By 2004, she was writing a weekly column that focused primarily on Saudi domestic issues and Saudi Arabia's relationship with the international community. Her column has since expanded to such news outlets as the Huffington Post and Arabisto.com, and has evolved to addressing Western audiences rather than Saudi readers. Her columns are archived on her blog, Sabria's Out of the Box.
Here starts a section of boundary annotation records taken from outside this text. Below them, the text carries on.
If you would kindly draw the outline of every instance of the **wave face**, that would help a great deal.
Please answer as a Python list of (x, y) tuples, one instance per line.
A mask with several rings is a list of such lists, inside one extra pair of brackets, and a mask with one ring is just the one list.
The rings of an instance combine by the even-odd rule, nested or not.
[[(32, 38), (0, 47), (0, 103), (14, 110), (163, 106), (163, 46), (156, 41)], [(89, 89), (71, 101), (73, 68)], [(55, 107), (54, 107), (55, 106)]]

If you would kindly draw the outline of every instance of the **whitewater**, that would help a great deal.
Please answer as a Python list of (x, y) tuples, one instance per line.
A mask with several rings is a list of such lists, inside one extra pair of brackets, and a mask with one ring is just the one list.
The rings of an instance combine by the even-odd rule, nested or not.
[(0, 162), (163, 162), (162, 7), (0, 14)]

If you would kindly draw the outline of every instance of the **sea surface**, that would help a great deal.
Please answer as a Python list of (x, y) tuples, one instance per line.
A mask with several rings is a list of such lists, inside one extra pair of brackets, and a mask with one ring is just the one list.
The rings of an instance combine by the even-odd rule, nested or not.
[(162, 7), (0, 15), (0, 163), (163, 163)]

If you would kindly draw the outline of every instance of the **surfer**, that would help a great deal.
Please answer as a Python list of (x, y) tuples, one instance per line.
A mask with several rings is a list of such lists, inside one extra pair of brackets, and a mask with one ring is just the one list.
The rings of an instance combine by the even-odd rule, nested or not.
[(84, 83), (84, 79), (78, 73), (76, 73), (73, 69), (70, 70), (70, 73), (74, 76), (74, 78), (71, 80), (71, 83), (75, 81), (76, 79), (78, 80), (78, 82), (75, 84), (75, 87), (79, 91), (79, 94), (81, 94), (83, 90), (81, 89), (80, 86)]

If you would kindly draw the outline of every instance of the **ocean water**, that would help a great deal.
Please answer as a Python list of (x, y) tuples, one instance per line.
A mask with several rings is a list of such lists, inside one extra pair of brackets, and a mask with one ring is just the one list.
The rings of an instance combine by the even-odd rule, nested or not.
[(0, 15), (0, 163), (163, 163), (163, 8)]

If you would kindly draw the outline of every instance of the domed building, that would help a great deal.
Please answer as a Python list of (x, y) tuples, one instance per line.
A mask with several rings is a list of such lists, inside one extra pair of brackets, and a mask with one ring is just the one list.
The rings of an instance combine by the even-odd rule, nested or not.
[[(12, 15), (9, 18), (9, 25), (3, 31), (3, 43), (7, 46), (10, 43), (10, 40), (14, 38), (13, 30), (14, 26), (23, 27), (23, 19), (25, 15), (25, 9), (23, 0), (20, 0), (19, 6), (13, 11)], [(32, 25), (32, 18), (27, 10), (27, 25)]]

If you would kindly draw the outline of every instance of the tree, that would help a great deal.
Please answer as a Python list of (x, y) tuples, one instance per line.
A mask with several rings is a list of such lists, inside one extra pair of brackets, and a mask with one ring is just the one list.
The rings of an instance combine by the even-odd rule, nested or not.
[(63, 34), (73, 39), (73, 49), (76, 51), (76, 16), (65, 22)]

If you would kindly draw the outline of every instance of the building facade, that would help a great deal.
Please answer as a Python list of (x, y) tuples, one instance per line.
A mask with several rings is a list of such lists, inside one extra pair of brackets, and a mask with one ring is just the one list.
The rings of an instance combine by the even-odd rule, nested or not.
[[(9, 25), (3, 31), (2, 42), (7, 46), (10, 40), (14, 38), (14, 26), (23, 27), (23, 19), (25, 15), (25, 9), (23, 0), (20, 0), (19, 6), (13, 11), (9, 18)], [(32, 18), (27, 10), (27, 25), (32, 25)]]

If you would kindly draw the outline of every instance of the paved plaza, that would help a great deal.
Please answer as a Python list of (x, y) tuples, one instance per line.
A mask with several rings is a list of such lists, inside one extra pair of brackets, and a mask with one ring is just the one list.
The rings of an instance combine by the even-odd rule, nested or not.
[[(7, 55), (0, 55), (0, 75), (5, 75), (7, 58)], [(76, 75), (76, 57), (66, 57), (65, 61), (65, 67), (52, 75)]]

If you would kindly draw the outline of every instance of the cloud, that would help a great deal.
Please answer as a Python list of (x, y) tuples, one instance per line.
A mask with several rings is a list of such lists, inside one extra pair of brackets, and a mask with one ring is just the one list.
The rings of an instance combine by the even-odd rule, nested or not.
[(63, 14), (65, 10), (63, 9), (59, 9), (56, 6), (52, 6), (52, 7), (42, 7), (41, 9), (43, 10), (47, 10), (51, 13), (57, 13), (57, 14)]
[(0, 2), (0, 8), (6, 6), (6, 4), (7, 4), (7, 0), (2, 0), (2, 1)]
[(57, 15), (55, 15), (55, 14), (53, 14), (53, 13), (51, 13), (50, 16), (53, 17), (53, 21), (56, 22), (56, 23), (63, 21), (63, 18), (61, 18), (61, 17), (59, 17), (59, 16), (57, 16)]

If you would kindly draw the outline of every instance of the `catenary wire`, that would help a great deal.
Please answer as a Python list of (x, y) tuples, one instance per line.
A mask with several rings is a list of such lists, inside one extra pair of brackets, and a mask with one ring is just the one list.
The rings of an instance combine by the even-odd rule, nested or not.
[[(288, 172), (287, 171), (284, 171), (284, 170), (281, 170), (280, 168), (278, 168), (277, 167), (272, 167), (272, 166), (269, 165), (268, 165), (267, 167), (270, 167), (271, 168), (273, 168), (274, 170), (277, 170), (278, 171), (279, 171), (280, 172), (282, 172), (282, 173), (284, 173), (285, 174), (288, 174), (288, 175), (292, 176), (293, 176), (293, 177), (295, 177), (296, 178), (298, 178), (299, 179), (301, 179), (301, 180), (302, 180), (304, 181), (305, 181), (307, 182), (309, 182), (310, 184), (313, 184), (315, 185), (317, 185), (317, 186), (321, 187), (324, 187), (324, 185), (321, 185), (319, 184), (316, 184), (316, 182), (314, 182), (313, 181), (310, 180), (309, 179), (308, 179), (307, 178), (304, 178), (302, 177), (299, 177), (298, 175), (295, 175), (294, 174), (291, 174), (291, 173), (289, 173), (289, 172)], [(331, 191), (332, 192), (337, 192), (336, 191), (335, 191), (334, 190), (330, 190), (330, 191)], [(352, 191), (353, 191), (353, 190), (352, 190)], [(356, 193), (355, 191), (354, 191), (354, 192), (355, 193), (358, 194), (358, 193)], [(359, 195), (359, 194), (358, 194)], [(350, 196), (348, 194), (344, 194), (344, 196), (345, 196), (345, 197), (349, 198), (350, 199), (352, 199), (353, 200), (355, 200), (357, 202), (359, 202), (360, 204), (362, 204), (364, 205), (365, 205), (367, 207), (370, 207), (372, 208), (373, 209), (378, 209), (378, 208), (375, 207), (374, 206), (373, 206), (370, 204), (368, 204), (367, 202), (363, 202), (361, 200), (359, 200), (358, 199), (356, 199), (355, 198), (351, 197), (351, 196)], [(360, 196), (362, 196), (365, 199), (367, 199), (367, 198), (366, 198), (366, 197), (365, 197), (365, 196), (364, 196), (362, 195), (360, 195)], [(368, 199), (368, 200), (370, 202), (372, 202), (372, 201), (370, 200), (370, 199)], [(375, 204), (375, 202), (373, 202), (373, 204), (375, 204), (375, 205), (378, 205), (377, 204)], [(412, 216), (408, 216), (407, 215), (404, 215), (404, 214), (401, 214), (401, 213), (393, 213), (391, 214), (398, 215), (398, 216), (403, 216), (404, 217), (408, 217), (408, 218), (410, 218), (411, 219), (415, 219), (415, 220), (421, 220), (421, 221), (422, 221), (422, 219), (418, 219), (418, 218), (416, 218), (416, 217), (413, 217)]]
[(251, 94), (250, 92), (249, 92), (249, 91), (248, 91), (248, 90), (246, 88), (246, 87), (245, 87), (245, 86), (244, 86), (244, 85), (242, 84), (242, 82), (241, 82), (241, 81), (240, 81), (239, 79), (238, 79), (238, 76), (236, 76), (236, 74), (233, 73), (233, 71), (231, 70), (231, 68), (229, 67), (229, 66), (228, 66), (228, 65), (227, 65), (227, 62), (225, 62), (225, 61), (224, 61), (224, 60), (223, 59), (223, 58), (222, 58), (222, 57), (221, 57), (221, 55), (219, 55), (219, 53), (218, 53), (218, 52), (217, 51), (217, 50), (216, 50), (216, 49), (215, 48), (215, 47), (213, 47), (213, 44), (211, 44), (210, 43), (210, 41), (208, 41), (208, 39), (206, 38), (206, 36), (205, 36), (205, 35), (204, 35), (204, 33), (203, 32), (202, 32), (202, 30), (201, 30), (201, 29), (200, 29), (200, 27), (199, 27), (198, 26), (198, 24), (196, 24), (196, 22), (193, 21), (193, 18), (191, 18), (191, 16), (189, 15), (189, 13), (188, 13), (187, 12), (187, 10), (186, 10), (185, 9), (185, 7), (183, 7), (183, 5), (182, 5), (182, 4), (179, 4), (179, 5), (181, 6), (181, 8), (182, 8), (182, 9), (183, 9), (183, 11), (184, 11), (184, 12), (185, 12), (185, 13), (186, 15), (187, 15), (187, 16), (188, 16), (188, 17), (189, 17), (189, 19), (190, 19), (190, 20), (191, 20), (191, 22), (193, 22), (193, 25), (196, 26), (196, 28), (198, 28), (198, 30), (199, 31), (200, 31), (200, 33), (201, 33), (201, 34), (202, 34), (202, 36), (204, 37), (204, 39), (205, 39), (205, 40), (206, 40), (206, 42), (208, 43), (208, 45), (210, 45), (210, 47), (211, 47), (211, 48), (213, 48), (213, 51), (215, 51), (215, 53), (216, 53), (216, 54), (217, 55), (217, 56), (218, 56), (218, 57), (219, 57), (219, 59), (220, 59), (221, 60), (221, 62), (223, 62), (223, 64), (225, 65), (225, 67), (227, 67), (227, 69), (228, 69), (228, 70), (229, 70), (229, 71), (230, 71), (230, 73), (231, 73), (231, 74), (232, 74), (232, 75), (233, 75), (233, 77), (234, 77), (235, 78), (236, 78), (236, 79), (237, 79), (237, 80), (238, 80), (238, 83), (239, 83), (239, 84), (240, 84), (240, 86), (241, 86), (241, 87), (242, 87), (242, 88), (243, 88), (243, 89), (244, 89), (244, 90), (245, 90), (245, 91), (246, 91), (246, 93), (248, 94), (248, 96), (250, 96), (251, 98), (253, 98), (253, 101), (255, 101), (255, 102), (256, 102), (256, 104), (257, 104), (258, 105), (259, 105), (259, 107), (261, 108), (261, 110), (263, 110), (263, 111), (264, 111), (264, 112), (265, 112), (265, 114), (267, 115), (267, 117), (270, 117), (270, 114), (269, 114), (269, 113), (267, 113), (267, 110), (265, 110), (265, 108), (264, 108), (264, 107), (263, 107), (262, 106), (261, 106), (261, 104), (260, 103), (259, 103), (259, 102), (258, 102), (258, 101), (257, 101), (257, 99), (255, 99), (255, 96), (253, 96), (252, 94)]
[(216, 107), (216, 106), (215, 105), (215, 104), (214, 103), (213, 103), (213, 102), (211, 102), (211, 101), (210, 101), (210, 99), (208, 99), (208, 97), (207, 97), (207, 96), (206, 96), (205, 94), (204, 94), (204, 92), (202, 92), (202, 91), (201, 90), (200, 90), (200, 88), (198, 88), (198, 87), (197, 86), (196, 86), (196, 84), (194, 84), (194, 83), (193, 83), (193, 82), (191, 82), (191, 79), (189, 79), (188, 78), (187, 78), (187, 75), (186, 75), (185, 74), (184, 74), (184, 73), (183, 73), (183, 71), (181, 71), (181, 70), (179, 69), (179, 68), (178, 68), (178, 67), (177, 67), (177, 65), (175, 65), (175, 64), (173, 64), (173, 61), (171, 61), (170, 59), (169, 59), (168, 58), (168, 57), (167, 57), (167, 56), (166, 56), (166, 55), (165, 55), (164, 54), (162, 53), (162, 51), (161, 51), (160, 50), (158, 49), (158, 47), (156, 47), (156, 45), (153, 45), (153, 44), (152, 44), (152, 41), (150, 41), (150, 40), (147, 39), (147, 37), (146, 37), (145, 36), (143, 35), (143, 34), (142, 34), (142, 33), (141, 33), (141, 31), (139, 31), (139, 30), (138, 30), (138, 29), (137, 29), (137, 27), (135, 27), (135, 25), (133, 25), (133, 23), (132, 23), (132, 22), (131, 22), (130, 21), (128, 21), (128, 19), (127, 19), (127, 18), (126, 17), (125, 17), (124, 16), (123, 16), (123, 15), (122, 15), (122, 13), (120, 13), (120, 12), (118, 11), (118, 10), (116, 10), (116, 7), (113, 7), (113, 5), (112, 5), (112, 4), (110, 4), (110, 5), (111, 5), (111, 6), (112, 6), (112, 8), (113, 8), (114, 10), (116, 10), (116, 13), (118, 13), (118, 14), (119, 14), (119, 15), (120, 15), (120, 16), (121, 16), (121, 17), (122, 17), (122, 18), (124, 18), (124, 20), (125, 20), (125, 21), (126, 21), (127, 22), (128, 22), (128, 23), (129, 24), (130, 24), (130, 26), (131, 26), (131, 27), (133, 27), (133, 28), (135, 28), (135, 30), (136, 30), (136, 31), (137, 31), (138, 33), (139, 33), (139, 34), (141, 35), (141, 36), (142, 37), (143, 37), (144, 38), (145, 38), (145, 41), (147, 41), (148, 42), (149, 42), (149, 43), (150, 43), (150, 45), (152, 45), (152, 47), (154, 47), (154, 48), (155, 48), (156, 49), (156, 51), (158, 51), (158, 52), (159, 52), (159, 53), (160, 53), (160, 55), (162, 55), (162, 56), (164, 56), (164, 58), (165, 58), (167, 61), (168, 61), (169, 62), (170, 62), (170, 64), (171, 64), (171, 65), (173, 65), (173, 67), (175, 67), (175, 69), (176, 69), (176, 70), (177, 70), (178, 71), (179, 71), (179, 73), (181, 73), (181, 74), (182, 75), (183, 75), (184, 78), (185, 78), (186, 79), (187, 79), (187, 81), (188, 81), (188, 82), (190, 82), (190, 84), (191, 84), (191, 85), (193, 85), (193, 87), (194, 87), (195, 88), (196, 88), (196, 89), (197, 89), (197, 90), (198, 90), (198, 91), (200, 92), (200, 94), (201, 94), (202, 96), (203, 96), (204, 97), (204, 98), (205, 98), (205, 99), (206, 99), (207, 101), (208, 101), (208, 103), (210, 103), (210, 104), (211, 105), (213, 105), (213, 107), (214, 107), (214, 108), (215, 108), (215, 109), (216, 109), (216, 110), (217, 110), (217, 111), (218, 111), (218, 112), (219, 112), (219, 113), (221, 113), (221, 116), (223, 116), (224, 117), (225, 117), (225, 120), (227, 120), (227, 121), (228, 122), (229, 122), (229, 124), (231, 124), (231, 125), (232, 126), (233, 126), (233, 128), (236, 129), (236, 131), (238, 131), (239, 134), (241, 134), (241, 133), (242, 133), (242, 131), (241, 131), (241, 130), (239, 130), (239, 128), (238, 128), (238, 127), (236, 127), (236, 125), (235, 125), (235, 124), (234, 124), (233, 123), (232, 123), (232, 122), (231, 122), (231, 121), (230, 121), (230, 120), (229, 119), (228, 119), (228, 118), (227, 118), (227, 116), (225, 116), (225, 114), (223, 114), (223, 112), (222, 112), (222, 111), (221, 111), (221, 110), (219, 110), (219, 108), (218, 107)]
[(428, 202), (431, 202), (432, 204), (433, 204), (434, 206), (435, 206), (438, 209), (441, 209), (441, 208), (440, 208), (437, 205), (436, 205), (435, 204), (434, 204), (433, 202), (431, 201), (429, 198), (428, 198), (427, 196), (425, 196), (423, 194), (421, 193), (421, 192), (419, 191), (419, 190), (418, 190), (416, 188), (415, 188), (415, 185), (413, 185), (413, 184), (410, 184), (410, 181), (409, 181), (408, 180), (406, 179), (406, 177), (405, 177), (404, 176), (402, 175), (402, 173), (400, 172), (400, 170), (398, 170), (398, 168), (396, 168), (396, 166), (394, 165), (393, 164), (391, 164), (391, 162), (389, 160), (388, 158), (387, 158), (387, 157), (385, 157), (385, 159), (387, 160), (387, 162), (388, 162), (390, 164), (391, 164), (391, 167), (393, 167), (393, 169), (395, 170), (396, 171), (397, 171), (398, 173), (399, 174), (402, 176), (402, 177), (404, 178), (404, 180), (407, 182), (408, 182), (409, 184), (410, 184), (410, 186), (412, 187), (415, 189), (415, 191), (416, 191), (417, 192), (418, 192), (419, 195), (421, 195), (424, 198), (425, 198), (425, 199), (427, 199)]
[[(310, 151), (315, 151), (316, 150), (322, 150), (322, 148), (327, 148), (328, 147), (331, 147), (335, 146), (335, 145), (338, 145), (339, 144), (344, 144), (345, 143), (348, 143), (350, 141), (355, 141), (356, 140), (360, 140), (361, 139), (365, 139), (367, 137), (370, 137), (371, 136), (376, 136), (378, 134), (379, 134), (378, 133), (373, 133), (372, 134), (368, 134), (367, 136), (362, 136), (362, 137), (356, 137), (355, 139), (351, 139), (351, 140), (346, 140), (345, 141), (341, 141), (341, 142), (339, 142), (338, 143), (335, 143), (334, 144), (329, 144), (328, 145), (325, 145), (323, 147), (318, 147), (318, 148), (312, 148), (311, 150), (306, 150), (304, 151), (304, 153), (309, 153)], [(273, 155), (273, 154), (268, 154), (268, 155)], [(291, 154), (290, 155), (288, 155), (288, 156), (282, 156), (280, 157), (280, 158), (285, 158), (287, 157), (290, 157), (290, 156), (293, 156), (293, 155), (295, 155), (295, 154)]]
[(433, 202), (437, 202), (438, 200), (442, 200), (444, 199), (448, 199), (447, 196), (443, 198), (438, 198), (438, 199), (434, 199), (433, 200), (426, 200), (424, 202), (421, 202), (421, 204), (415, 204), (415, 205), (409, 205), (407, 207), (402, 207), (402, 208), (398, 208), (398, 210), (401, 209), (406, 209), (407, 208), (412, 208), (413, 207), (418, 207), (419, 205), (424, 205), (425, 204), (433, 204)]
In 2011, Jawhar put her career as a journalist on hiatus in order to complete her post-graduate studies at the University of Newcastle Upon Tyne in Newcastle, England. She earned her doctorate in April 2012 in educational applied linguistics and resumed teaching at King Saud bin Abdulaziz University for Health Sciences. In 2012, she became a columnist for the Arab News, focusing primarily on women's rights and government issues.

== Politics ==

Jawhar considers herself politically moderate, although some Saudi journalists say her views of Saudi society should be categorized more as liberal given the conservative nature of most Saudis. She is equally critical of Islamic and Western extremists and condemns all forms of terrorism. She rejects the label of Islamic Wahhabism applied to Saudis as a Western invention. Jawhar is a strong believer in the hijab as a religious obligation, but defends a woman's right to choose whether to wear one. Similarly, she personally opposes wearing the burqa, or abaya, in non-Muslim countries but asserts it's a woman's choice. Only in Saudi Arabia does she choose to wear the niqab to honor her cultural background.

Her writing on women's rights include their right to drive an automobile in Saudi Arabia. She also argues for Saudi authorities to loosen male guardianship restrictions on women, but her position on women's rights is framed within the context of Islam. She strongly opposes revisions of the Qur’an. But she believes some aspects of Islam are flexible and are subject to modification based on changes in society. She also has written that dress codes, driving and some aspects of male guardianship have been left open to interpretation or not addressed in the Qur’an and should be revisited by Islamic scholars.